Ukrainian President Volodymyr Zelensky.
Ukrainian President Volodymyr Zelensky.Photo: Saeima, CC BY-SA 4.0 , via Wikimedia Commons

Those votes will help shape the country’s postwar reconstruction, its relations with allies, and its drive to join the European Union..

Calls for elections are coming from very different directions. Western partners continue to stress the importance of elections in a democracy, while Russia argues that Ukraine’s current leadership lacks legitimacy because regular electoral timetables have passed.

But the practical barriers remain overwhelming. Forced to defend itself from Russian attacks, Ukraine cannot hold normal national elections, and the conditions needed for a free and secure vote do not yet exist, the PAP news agency said in its analysis piece.

The problem is legal, technical and physical. Organizing polling stations across a country under attack would be extraordinarily difficult. So would running a normal campaign, protecting voters from air strikes, and ensuring access to the ballot for soldiers serving on the front line and for people displaced by the war.

“I do not currently see any technical possibility of holding elections in Ukraine,” said Viktor Byshchuk, a journalist with the Pershyi Zakhidnyi television channel in Lviv.

He said the issue is not simply passing a law, but making it possible in practice to operate polling places, run a campaign, and allow soldiers and displaced people to vote.

A further obstacle is the large number of Ukrainian citizens living abroad, including both labor migrants and war refugees, who still have the right to vote. Ukraine’s diplomatic and consular network would struggle to handle overseas voting on the scale required.

The safety issue also affects the media, whose work will be essential whenever Ukraine is finally able to vote.

Democratic elections depend on voters having access to reliable information, yet journalists across Ukraine are already working under conditions of constant danger.

The National Union of Journalists of Ukraine has reported that recent Russian drone attacks hit media workers and damaged homes, offices and news operations in several cities, including Lviv.

Union head Sergiy Tomilenko said such attacks are part of a broader Russian effort to damage society’s ability to document events and preserve evidence of the war.

Wasyl Hulaj, head of the Department of International Information at Lviv Polytechnic, said most experts outside Russia agree that full-scale elections cannot be held while the country remains under continuing Russian attack.

Even so, he said, most political forces are already preparing for both presidential and parliamentary campaigns.

One of the biggest unanswered questions is whether President Volodymyr Zelensky, in office since 2019, will run again.

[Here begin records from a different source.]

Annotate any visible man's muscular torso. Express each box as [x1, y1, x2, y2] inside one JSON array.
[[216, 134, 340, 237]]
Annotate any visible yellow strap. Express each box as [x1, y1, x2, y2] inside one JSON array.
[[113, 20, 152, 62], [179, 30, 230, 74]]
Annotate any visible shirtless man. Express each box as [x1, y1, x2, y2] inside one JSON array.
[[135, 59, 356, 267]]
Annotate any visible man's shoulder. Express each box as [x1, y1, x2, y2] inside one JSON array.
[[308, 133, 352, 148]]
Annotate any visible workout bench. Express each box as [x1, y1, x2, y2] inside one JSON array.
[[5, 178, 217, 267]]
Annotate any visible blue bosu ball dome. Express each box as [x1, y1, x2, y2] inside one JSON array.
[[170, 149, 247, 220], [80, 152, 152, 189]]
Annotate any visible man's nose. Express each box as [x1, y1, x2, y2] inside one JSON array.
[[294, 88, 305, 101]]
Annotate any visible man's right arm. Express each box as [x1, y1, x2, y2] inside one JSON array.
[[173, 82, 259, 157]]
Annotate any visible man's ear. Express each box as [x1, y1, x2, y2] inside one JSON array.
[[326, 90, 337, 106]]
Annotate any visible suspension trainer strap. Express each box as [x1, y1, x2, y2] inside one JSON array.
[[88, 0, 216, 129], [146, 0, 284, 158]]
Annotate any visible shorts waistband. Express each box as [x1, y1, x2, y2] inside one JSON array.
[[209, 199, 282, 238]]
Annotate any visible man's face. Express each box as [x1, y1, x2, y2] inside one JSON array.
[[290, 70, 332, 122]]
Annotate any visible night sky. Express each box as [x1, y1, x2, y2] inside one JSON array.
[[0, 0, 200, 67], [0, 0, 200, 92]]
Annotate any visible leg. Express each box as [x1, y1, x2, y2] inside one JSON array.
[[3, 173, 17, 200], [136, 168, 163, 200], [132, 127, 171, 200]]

If he does not, attention is likely to turn to possible candidates linked to the presidential camp.

Among the names being discussed are Kyrylo Budanov, head of Zelensky's office and formerly the chief of military intelligence, and Gen. Valerii Zaluzhnyi, the former commander-in-chief of Ukraine's military who now serves as ambassador to the United Kingdom.

Recent polling suggests that, if a presidential election were held now, Zelensky would remain the front-runner, though with no overwhelming lead.

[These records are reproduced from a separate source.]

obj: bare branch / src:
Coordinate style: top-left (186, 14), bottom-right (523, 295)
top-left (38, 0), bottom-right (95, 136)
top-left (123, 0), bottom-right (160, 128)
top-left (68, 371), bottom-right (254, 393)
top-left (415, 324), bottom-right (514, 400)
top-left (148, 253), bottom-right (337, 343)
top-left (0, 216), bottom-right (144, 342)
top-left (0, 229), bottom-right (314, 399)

The same survey points to strong support for possible future political forces linked to Zaluzhnyi and Budanov, even though neither party has been formally created.

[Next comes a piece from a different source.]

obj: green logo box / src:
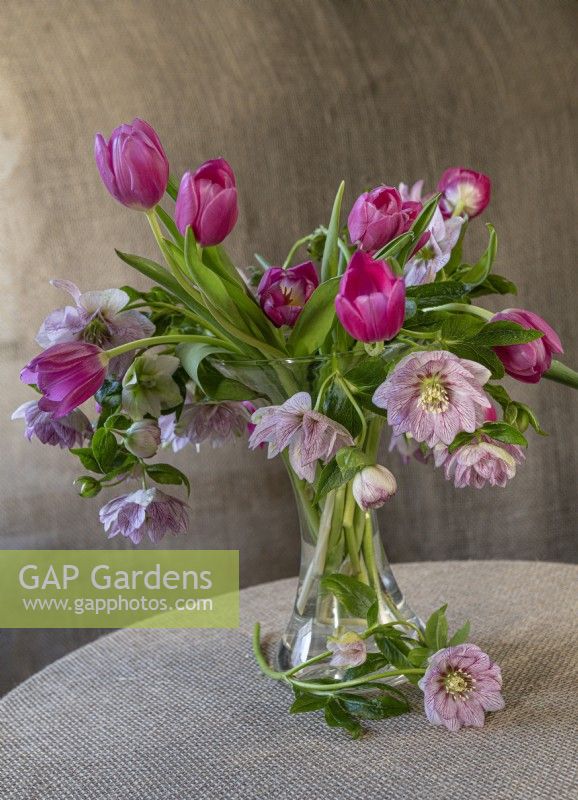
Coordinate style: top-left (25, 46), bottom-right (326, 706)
top-left (0, 550), bottom-right (239, 628)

Analysts also expect the next parliament, the Verkhovna Rada, Ukraine’s legislature, to be highly fragmented. Established parties such as Servant of the People, European Solidarity, Batkivshchyna, and UDAR may remain present, but with modest support.

That would likely mean coalition governments and a more unstable political landscape.

Veterans of the war are expected to play a major role in the next campaign, and arguments over military decisions, especially from the first phase of the 2022 invasion, could become a major line of political attack.

Some observers also believe debate may grow over whether any future peace deal with Russia should be put to a referendum.

That makes the timing and shape of the next elections more than a domestic political issue.

They are likely to influence how effectively Ukraine rebuilds after the war, how steadily it works with foreign partners, and how firmly it stays on its European course.